The tutorial is divided into two parts:

*   **Part 1: Feature Engineering with LanceDB and Geneva**: In this part, we'll focus on the crucial process of feature engineering. We'll use LanceDB and its Geneva feature engineering framework to enrich our data with meaningful features that will power our search engine.

*   **Part 2: Inference and Retrieval with LanceDB**: In this part, we'll build the inference and retrieval pipeline that uses the features we engineered in Part 1 to provide a powerful and intuitive search experience. We'll cover query routing, hybrid search, and reranking to build a state-of-the-art search engine. 

## Part 1: Feature Engineering with LanceDB and Geneva

This notebook is the first part of our tutorial on building an advanced product search engine. In this part, we will focus on the crucial process of feature engineering. We'll start with a raw dataset of fashion products, and ingest it in LanceDB. We'll then use Geneva to enrich our data with meaningful features that will power our search engine.

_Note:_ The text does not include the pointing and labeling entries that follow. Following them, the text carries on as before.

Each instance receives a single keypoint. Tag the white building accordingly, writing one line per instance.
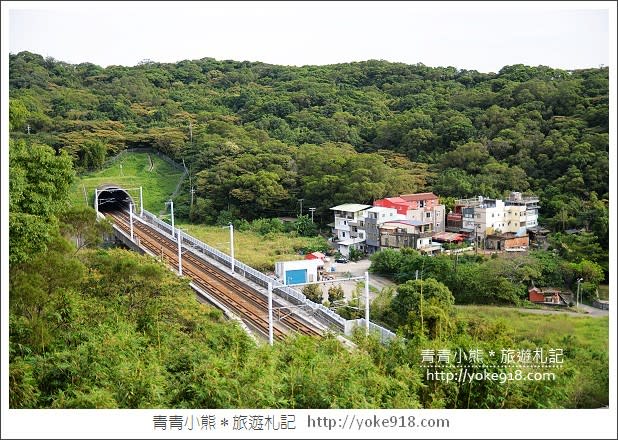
(487, 216)
(375, 217)
(297, 271)
(349, 227)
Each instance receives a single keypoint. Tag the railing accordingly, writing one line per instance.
(324, 314)
(288, 293)
(385, 334)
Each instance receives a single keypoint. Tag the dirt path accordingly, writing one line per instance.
(586, 311)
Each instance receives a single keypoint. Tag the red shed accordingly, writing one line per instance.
(536, 295)
(315, 256)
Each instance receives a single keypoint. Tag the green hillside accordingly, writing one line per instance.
(157, 178)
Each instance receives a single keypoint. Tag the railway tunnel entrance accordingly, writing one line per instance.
(110, 198)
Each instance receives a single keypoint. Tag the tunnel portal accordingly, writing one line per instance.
(113, 198)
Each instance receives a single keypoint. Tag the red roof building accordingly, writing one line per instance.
(315, 256)
(421, 200)
(401, 205)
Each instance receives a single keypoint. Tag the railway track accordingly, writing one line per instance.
(243, 300)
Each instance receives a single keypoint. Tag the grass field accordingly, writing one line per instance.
(132, 170)
(258, 251)
(552, 328)
(604, 291)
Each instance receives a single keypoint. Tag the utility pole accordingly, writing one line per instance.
(366, 303)
(172, 210)
(131, 219)
(301, 206)
(232, 244)
(270, 313)
(179, 253)
(141, 203)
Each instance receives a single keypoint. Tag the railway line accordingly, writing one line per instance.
(250, 305)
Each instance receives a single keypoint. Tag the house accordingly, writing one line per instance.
(482, 217)
(448, 237)
(405, 233)
(377, 216)
(422, 207)
(298, 271)
(506, 241)
(315, 256)
(318, 256)
(546, 296)
(349, 227)
(402, 206)
(529, 205)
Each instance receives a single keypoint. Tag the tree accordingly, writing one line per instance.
(313, 292)
(81, 223)
(424, 307)
(39, 187)
(335, 293)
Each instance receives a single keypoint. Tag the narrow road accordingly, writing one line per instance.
(587, 311)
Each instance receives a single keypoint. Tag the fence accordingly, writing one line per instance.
(162, 156)
(385, 334)
(323, 314)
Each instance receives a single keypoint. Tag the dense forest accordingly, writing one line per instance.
(258, 137)
(97, 327)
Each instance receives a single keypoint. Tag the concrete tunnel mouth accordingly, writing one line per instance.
(112, 198)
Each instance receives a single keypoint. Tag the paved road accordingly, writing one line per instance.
(587, 311)
(358, 269)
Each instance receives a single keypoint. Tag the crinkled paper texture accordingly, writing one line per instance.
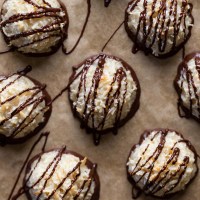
(158, 99)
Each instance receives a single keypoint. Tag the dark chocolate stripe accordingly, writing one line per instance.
(161, 29)
(164, 175)
(55, 163)
(32, 100)
(191, 85)
(45, 12)
(90, 97)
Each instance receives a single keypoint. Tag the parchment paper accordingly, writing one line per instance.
(158, 100)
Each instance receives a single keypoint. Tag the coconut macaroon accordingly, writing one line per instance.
(162, 164)
(60, 174)
(187, 84)
(104, 93)
(34, 27)
(24, 107)
(159, 27)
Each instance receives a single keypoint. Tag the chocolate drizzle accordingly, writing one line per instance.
(164, 176)
(33, 101)
(158, 24)
(185, 74)
(89, 115)
(93, 177)
(52, 30)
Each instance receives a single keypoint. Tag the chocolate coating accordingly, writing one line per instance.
(41, 12)
(12, 138)
(164, 174)
(186, 83)
(154, 28)
(119, 76)
(92, 177)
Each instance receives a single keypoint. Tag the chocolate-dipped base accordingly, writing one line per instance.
(12, 140)
(184, 68)
(93, 177)
(135, 106)
(63, 33)
(137, 191)
(161, 32)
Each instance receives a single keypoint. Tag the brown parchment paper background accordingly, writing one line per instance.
(158, 99)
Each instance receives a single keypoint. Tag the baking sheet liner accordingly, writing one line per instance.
(158, 99)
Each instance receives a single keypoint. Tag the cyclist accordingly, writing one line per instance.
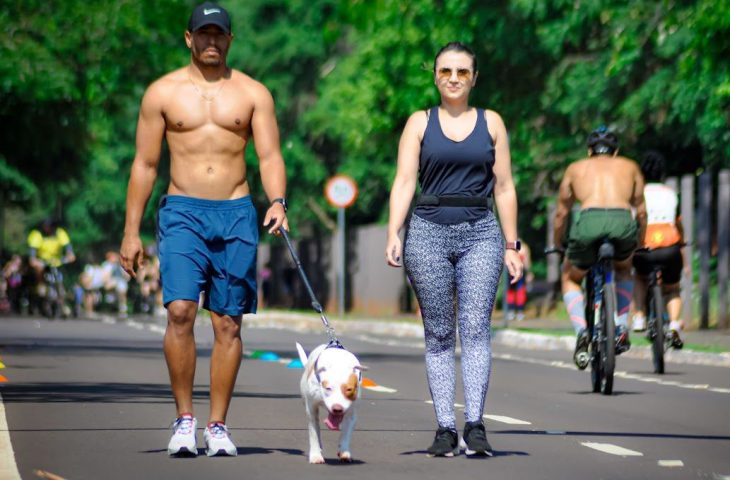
(663, 240)
(49, 245)
(608, 187)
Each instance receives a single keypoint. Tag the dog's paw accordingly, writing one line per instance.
(345, 457)
(316, 458)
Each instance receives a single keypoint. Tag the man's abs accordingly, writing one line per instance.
(212, 178)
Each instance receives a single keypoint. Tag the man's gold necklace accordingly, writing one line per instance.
(207, 98)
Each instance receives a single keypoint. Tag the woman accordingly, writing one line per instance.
(663, 240)
(454, 250)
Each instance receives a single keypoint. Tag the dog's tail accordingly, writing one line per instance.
(302, 354)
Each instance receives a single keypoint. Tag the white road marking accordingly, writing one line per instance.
(612, 449)
(720, 390)
(8, 468)
(508, 420)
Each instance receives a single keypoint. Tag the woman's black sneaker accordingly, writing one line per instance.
(445, 444)
(475, 437)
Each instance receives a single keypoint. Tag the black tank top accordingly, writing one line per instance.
(460, 168)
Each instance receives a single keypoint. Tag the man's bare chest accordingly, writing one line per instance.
(195, 112)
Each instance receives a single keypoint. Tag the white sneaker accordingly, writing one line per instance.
(183, 437)
(217, 441)
(639, 323)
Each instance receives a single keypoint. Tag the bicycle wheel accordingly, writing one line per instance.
(595, 350)
(656, 320)
(608, 338)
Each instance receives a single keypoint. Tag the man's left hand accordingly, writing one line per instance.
(275, 218)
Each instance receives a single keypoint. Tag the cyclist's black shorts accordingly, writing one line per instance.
(669, 259)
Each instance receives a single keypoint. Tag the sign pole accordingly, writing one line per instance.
(343, 261)
(341, 192)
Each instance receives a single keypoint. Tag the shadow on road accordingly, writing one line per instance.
(614, 434)
(110, 393)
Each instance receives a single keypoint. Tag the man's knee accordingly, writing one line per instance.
(181, 313)
(671, 291)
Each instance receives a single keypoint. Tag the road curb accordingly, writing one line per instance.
(513, 338)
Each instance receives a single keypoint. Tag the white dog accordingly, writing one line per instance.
(332, 378)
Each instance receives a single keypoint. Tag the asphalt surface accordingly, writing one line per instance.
(91, 400)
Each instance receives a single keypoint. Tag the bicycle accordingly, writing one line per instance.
(658, 331)
(53, 296)
(600, 292)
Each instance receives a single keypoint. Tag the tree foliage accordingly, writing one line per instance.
(345, 75)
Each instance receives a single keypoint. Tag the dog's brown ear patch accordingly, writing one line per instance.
(349, 389)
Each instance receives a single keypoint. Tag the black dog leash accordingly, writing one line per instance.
(334, 342)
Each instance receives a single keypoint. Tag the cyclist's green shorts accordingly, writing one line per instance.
(595, 225)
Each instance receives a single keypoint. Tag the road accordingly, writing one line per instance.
(91, 400)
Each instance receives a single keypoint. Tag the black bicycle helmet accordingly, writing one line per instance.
(602, 141)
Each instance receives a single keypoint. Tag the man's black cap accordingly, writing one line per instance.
(209, 13)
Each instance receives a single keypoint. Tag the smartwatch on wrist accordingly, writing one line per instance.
(282, 201)
(516, 245)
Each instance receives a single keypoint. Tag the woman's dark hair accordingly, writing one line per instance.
(653, 167)
(457, 47)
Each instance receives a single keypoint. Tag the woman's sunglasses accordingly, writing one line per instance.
(444, 74)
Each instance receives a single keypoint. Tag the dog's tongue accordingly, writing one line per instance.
(333, 421)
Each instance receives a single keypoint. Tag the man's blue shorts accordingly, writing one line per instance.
(209, 246)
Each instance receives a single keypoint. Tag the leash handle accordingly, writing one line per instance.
(315, 303)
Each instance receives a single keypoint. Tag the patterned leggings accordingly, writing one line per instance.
(455, 271)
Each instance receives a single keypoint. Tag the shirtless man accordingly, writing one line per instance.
(607, 187)
(207, 227)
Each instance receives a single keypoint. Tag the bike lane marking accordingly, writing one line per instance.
(8, 467)
(368, 384)
(617, 373)
(612, 449)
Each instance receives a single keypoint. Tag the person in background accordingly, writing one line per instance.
(517, 292)
(663, 242)
(610, 190)
(455, 248)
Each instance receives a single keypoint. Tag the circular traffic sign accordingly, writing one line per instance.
(341, 191)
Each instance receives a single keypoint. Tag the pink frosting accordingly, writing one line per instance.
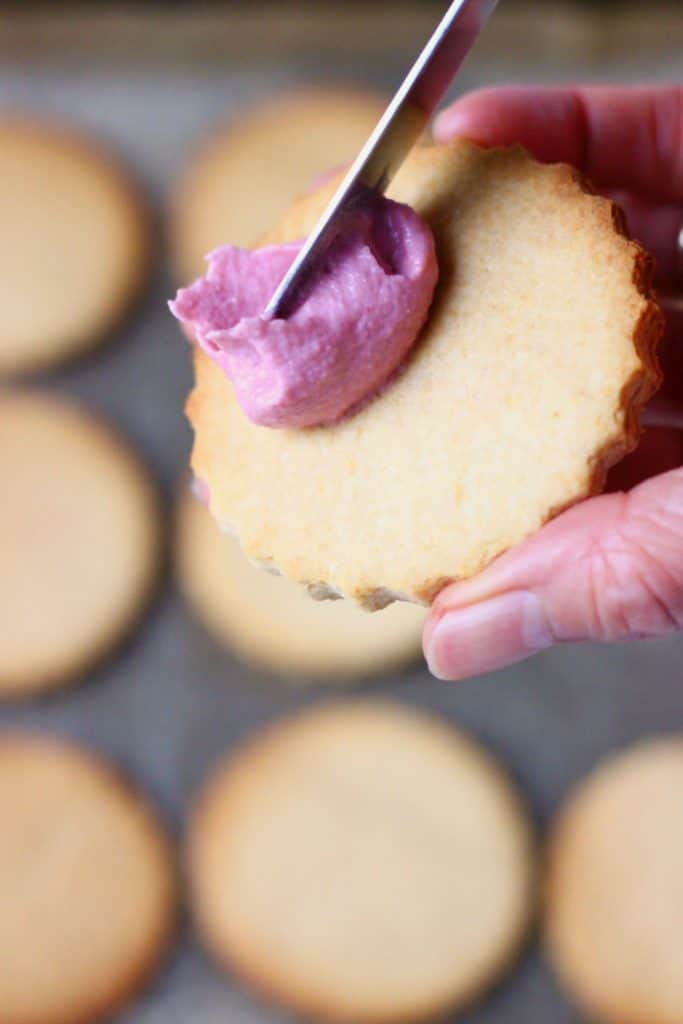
(350, 330)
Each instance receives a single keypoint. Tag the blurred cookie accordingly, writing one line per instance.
(79, 541)
(247, 174)
(86, 885)
(75, 245)
(524, 386)
(615, 888)
(272, 623)
(361, 862)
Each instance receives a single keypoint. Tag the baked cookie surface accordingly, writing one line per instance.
(614, 888)
(523, 388)
(76, 247)
(272, 623)
(80, 541)
(361, 862)
(246, 175)
(86, 885)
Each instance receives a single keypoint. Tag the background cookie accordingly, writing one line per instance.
(79, 541)
(271, 622)
(361, 862)
(524, 386)
(245, 177)
(615, 888)
(75, 245)
(86, 885)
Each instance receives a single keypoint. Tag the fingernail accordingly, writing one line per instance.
(201, 491)
(488, 635)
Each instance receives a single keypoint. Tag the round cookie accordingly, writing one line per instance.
(614, 888)
(246, 175)
(75, 245)
(523, 388)
(79, 541)
(86, 885)
(361, 862)
(272, 623)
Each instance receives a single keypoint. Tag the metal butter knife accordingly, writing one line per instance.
(397, 131)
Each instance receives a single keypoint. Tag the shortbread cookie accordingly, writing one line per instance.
(79, 541)
(615, 888)
(246, 176)
(272, 623)
(86, 885)
(524, 387)
(75, 245)
(363, 862)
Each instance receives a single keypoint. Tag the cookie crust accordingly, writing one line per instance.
(361, 862)
(271, 623)
(524, 387)
(613, 887)
(80, 542)
(77, 244)
(88, 889)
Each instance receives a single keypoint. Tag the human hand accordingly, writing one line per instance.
(611, 567)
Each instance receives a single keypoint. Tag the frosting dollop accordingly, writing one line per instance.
(351, 328)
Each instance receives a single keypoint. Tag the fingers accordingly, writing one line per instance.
(610, 568)
(621, 137)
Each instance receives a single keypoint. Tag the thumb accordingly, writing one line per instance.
(610, 568)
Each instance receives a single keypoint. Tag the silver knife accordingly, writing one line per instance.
(397, 131)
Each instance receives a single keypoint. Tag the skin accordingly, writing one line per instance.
(611, 567)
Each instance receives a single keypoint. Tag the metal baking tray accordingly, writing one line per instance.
(152, 84)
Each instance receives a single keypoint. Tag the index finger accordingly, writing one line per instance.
(621, 137)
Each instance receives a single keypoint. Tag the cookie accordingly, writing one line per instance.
(271, 623)
(79, 541)
(361, 862)
(614, 888)
(76, 245)
(86, 885)
(523, 388)
(248, 173)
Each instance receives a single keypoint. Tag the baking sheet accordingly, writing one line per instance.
(173, 701)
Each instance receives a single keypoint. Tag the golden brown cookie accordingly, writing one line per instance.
(75, 245)
(247, 174)
(361, 862)
(272, 623)
(79, 541)
(86, 885)
(615, 888)
(523, 388)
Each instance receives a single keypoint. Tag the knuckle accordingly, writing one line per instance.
(636, 574)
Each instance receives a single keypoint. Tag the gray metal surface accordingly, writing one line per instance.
(398, 129)
(172, 702)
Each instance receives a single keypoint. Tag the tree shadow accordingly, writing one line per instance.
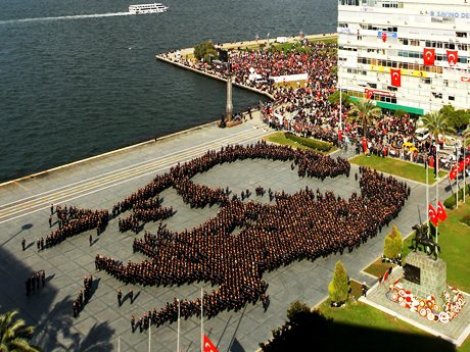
(25, 227)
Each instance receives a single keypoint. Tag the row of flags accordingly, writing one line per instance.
(437, 214)
(429, 58)
(429, 54)
(459, 167)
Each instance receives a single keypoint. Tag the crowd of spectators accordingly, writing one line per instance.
(72, 221)
(306, 225)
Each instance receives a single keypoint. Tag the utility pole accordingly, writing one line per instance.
(229, 105)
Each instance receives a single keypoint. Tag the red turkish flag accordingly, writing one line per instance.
(429, 56)
(441, 211)
(364, 145)
(431, 162)
(209, 345)
(452, 56)
(384, 36)
(395, 75)
(433, 215)
(453, 172)
(461, 165)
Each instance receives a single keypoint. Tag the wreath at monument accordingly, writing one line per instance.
(428, 307)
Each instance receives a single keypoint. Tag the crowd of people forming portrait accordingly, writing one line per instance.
(305, 225)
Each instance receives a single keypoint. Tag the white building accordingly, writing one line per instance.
(423, 44)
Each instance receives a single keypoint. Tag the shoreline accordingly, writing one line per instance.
(106, 154)
(162, 58)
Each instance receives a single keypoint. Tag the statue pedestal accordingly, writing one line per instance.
(425, 276)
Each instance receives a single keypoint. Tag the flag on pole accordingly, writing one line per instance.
(209, 345)
(453, 172)
(441, 212)
(340, 135)
(433, 215)
(384, 36)
(452, 56)
(395, 76)
(429, 56)
(431, 162)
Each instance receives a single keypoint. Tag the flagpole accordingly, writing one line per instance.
(427, 193)
(202, 321)
(150, 334)
(178, 337)
(437, 188)
(464, 172)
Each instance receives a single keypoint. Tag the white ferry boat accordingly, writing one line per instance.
(147, 8)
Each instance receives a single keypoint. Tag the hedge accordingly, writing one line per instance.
(450, 202)
(311, 143)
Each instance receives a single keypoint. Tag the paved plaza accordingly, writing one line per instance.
(101, 182)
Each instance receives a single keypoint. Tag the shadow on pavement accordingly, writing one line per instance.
(52, 320)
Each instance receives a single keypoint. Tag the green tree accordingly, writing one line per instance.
(393, 243)
(15, 334)
(338, 289)
(364, 112)
(205, 50)
(466, 136)
(437, 123)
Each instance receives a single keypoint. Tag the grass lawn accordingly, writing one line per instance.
(360, 314)
(454, 240)
(357, 313)
(356, 289)
(396, 167)
(280, 138)
(378, 268)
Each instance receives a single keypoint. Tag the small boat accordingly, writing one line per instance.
(147, 8)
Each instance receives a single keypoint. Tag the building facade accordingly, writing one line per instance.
(410, 55)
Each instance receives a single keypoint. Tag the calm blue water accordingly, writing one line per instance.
(73, 88)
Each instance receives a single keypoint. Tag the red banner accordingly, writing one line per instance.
(209, 345)
(452, 56)
(429, 56)
(453, 172)
(441, 211)
(395, 76)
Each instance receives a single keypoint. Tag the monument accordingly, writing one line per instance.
(425, 276)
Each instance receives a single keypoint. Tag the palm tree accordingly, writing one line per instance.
(365, 113)
(15, 334)
(437, 124)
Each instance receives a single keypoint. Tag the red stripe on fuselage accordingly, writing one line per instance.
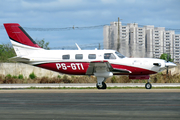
(73, 68)
(134, 70)
(80, 68)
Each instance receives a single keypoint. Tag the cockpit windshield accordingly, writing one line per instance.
(119, 55)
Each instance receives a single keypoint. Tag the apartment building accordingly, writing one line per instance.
(146, 41)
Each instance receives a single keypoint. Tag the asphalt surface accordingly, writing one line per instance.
(85, 85)
(90, 104)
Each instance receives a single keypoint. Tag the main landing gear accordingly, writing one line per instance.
(101, 83)
(148, 85)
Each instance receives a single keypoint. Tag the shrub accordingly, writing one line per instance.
(8, 76)
(20, 76)
(15, 77)
(59, 76)
(32, 75)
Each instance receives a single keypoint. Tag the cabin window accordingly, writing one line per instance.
(120, 55)
(79, 56)
(109, 56)
(92, 56)
(66, 56)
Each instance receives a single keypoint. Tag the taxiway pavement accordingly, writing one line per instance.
(136, 104)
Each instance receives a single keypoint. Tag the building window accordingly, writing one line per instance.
(79, 56)
(109, 56)
(65, 57)
(92, 56)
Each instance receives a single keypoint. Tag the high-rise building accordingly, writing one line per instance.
(145, 41)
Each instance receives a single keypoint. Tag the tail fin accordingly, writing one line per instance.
(20, 40)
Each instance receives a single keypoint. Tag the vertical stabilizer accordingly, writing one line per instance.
(23, 44)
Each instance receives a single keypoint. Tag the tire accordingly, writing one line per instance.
(148, 85)
(101, 87)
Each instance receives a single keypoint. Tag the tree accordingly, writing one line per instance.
(43, 44)
(6, 52)
(166, 57)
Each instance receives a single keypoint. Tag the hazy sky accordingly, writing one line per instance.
(84, 13)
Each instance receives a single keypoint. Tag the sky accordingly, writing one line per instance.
(84, 14)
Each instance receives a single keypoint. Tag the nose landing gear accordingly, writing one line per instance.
(148, 85)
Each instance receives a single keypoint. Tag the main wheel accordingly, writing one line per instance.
(103, 86)
(148, 85)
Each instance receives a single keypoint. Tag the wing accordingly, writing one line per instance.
(20, 59)
(103, 66)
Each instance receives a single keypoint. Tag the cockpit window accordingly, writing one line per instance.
(120, 55)
(109, 56)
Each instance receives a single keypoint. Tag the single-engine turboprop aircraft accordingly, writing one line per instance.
(100, 63)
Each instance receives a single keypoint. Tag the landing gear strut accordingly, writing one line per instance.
(103, 86)
(148, 85)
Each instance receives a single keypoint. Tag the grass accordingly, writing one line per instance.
(96, 88)
(157, 78)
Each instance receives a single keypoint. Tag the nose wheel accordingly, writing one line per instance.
(103, 86)
(148, 85)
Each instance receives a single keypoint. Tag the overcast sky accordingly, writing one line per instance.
(84, 13)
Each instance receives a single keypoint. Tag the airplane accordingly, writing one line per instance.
(100, 63)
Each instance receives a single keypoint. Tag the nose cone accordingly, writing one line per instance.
(170, 64)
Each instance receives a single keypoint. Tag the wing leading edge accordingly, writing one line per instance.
(103, 66)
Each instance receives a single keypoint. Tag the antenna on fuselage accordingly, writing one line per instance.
(78, 46)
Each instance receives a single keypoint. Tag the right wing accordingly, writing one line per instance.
(103, 66)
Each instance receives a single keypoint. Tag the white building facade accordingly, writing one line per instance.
(146, 41)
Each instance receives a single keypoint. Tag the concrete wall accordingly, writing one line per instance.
(20, 68)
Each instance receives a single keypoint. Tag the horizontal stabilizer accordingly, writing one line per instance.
(20, 59)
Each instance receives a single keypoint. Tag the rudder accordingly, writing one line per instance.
(18, 34)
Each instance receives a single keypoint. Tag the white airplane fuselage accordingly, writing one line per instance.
(101, 63)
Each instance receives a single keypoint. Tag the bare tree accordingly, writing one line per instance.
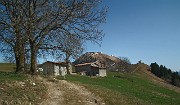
(38, 20)
(11, 31)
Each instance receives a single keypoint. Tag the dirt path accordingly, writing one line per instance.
(61, 92)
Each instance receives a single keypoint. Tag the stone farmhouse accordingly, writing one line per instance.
(91, 69)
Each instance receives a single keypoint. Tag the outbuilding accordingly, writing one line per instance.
(91, 69)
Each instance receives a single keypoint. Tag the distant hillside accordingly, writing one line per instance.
(112, 63)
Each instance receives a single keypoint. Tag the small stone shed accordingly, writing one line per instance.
(91, 69)
(54, 68)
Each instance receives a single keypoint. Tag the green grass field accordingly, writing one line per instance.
(128, 89)
(7, 67)
(18, 89)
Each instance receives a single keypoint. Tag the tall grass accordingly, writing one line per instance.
(132, 87)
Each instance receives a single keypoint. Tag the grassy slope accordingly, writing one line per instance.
(18, 89)
(7, 67)
(128, 89)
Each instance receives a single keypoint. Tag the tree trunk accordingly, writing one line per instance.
(33, 65)
(67, 62)
(19, 57)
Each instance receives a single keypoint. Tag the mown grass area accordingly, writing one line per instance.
(128, 89)
(7, 67)
(20, 89)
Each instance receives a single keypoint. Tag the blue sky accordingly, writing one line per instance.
(147, 30)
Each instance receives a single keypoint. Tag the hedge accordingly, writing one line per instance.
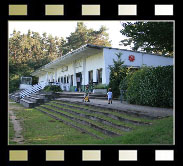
(151, 86)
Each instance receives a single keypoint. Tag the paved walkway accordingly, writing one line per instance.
(154, 112)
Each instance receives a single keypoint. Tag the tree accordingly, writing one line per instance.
(151, 37)
(117, 73)
(83, 36)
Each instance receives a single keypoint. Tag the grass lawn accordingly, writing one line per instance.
(39, 128)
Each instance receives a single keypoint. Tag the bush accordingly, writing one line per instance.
(151, 86)
(14, 83)
(100, 86)
(52, 88)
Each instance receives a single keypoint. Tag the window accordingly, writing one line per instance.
(71, 80)
(99, 79)
(90, 74)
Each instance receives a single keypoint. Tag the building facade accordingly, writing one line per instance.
(90, 64)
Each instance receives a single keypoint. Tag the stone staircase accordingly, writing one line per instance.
(81, 95)
(99, 123)
(36, 99)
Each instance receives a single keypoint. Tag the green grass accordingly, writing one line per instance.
(39, 128)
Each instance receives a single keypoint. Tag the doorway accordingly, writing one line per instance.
(79, 81)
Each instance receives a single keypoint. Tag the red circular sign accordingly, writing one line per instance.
(131, 58)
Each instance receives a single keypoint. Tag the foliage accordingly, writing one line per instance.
(83, 36)
(152, 37)
(30, 51)
(52, 88)
(151, 86)
(117, 73)
(100, 86)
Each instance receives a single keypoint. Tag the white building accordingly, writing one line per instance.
(90, 63)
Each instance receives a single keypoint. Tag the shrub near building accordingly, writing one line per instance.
(151, 86)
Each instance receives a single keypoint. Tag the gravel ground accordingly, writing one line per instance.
(155, 112)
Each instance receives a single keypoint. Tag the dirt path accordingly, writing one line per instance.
(18, 138)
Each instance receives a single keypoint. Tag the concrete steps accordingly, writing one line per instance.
(36, 99)
(99, 124)
(81, 95)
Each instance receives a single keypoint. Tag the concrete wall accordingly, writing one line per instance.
(103, 60)
(140, 59)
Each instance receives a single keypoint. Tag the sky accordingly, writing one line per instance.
(64, 28)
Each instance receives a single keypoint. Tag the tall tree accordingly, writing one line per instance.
(151, 37)
(83, 35)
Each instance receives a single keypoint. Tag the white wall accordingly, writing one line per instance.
(103, 60)
(94, 62)
(140, 59)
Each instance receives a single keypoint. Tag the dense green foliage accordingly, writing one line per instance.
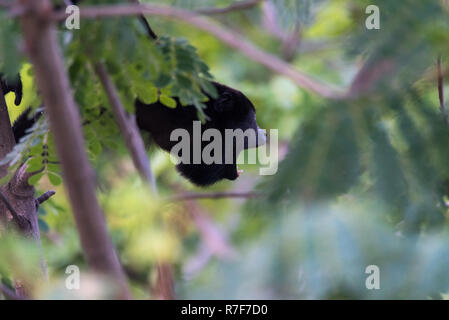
(365, 180)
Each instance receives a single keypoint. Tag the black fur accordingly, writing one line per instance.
(231, 110)
(12, 85)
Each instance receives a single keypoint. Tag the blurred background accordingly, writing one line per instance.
(362, 180)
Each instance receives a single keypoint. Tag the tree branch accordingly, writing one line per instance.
(441, 92)
(135, 145)
(241, 5)
(232, 39)
(42, 47)
(44, 197)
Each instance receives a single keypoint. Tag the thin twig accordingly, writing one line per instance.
(214, 195)
(44, 197)
(21, 222)
(441, 92)
(128, 128)
(241, 5)
(232, 39)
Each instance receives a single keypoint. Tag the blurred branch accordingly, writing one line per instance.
(128, 128)
(9, 293)
(441, 91)
(43, 50)
(241, 5)
(214, 195)
(232, 39)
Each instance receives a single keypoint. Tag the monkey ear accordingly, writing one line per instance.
(225, 102)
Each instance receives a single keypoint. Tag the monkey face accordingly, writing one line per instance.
(231, 128)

We will cover the following steps:
1. **Data Ingestion**: Downloading a fashion dataset and loading it into a LanceDB table.
2. **Declarative Feature Engineering**: Using Geneva to define and compute features on-the-fly.
3. **Embedding Generation**: Creating vector embeddings for both images and text to enable semantic search.
4. **Indexing**: Creating indexes to speed up our queries.

In [None]:
!pip install --upgrade geneva lancedb kubernetes "ray[default]" rerankers pandas pillow transformers torch torchvision open-clip-torch

## 1. Data Ingestion

First, let's download our dataset. We're using a small version of the Fashion Product Images dataset from Kaggle. This dataset contains images and metadata for a variety of fashion products.

In [None]:
!sudo rm -r db fashion-dataset # Delete if already exists

# ### HIGH RES DATASET (Slow to download) #
#!curl -L -o fashion-product-images-dataset.zip\
#  https://www.kaggle.com/api/v1/datasets/download/paramaggarwal/fashion-product-images-dataset

#!unzip -q fashion-product-images-dataset.zip 

# SAME DATASET WITH LOW RES IMAGES #

!curl -L -o fashion-product-images-small.zip\
  https://www.kaggle.com/api/v1/datasets/download/paramaggarwal/fashion-product-images-small
!unzip -q fashion-product-images-small.zip -d fashion-dataset/

## Set Scale based on your environment

This example uses geneva locally by default - which means the scale of concurrent jobs will be limited to the system you're working on. Set these params based on your CPU/GPU and memory configs

In [None]:
## Update this based on your env

# Start with 100-1000 images for testing. With only a few images, you might not get great query
# results, but it will run faster. Try up to 44200 for the full dataset.
DATASET_SIZE = 1000 
# Increase this if you have more CPUs available and want it to run faster.
CONCURRENCY = 4

CHECKPOINT_SIZE = 300

In [None]:
import io
import geneva
from geneva import udf
import lancedb
import pandas as pd
import pyarrow as pa
import numpy as np
from pathlib import Path
from PIL import Image
import torch
import open_clip
from typing import Callable

IMG_DIR = Path("fashion-dataset/images")
STYLE_CSV = Path("fashion-dataset/styles.csv")
DB_PATH = "./db"
TABLE_NAME = "products"
INSERT_FRAG_SIZE = min(1000, DATASET_SIZE / 10)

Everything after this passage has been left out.